Target system is a Dell Dimension 4600 P4, which AFAIK is about as "vanilla" as you can get in a PC.

ajgreeny
September 26th, 2011, 08:36 PM
I suspect your problem is the low spec of that machine, particularly the 512MB of ram.

Are you sure that the live CD is a good one, burned as slow as possible, and from a good .iso file in the first place? I certainly don't imagine you'll get unity to run on that machine, but you should have managed the classic desktop, I think.

GRobLewis
September 26th, 2011, 09:46 PM
I suspect your problem is the low spec of that machine, particularly the 512MB of ram.

Are you sure that the live CD is a good one, burned as slow as possible, and from a good .iso file in the first place? I certainly don't imagine you'll get unity to run on that machine, but you should have managed the classic desktop, I think.

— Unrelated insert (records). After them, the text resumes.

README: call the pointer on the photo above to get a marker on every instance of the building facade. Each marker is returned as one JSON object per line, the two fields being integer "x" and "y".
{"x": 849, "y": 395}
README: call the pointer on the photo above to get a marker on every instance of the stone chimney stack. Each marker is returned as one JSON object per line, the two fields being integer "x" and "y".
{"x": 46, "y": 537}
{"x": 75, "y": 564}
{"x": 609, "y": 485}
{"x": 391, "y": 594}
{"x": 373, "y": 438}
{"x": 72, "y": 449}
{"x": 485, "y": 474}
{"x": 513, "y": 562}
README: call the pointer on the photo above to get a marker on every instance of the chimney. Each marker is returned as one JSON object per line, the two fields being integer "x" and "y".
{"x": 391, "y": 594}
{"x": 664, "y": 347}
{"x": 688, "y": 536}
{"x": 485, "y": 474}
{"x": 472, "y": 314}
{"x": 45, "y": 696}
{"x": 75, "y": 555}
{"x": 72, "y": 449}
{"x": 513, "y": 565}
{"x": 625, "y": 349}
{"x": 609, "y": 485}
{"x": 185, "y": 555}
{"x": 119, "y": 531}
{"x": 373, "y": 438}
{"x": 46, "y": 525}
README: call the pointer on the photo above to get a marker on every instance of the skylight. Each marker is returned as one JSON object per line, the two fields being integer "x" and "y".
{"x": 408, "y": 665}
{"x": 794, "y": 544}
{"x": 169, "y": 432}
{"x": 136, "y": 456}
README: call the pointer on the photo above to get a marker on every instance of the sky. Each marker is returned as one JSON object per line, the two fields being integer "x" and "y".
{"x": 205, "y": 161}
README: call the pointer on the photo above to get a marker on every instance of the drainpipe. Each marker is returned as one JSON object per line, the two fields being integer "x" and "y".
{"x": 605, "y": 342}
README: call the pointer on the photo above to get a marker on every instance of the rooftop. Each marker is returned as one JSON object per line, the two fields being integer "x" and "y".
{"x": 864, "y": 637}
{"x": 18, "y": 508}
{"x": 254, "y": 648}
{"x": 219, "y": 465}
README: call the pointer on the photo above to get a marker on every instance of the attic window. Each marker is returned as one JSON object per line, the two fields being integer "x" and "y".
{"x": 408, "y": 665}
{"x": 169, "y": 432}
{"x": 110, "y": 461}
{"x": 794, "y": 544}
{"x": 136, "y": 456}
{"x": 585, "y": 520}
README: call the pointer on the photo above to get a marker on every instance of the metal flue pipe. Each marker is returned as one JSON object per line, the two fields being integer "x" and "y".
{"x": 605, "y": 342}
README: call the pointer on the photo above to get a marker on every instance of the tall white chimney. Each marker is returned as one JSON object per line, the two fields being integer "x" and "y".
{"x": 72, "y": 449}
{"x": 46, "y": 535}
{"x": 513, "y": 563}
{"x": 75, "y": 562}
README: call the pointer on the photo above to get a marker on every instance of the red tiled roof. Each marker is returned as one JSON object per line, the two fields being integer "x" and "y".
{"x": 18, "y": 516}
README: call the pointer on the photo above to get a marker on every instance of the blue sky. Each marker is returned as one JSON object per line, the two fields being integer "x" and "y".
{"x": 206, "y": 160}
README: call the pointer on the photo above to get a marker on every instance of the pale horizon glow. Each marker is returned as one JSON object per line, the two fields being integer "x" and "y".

Actually, I upgraded the RAM to 1.5GB. My CD wasn't burned "as slow as possible"--it was 8X in a brand-new burner. The burning software reported success (I'm pretty sure verify was turned on). I have no reason to suspect the downloaded image.

MAFoElffen
September 26th, 2011, 10:18 PM
Actually, I upgraded the RAM to 1.5GB. My CD wasn't burned "as slow as possible"--it was 8X in a brand-new burner. The burning software reported success (I'm pretty sure verify was turned on). I have no reason to suspect the downloaded image.
The next suspect condition would be that the Video GPU (yours) might need a special kernel boot option to boot the LiveCD. Do you know what brand and model Video Chipset you have?

Once we know that, there is a way to force the Install disk to boot in a VGA mode... or to Download the Alternate Install ISO image which is default as a text based install... but I wouldn't really recommend an install until you can confirm with the LiveCD that you "Can" run Ubuntu.

GRobLewis
September 26th, 2011, 11:55 PM
I believe the system has Intel motherboard graphics. The control panel says "Intel Extreme Graphics 2" and there's nothing that looks like a graphics card in the expansion slots (which contain a modem and a WiFi card).

In an attempt to get as much speed as possible, I have it set to 16-bit color, with resolution at 1280 x 1024 (60Hz). The system info lists an Intel 82865G Graphics Controller.

MAFoElffen
September 27th, 2011, 12:46 AM
I believe the system has Intel motherboard graphics. The control panel says "Intel Extreme Graphics 2" and there's nothing that looks like a graphics card in the expansion slots (which contain a modem and a WiFi card).

In an attempt to get as much speed as possible, I have it set to 16-bit color, with resolution at 1280 x 1024 (60Hz). The system info lists an Intel 82865G Graphics Controller.
Have you tried different kernel boot options such as

xforcevesa
i915.modeset=1 or i915.modeset=0
remove splash from the boot line
add vga=xxx, where xxx is a valid decimal VESA mode for your card... also set the GFXMODE to that same resolution...

2 workarounds for your card-->
GRUB_GFXPAYLOAD_LINUX=text # (by adding that line /etc/default/grub and running update-grub) and remove the "splash" boot switch from the kernel boot line. That switch has known problems with your card...

Please use posts 1 and 3 of this sticky for instructions and reference:
Sticky: [all variants] Graphics Resolution- Upgrade /Blank Screen after reboot (http://ubuntuforums.org/showthread.php?t=1743535)

Once you get the kernel to boot and get to a text console... If you have hwinfo installed (you should if not) then


sudo hwinfo --framebuffer
sudo hwinfo --monitor
Then you can use the results to find a shared graphics mode that matches between your monitor and GPU... and use those results (will give a hex value for each mode to use in vga=).

Edit-- Use post 3 of that sticky for instructions on how to change and edit the kernel boot options on the LiveCD... Use these options in "TRY" mode of the LiveCD to see if you can get the graphics to run succesfully.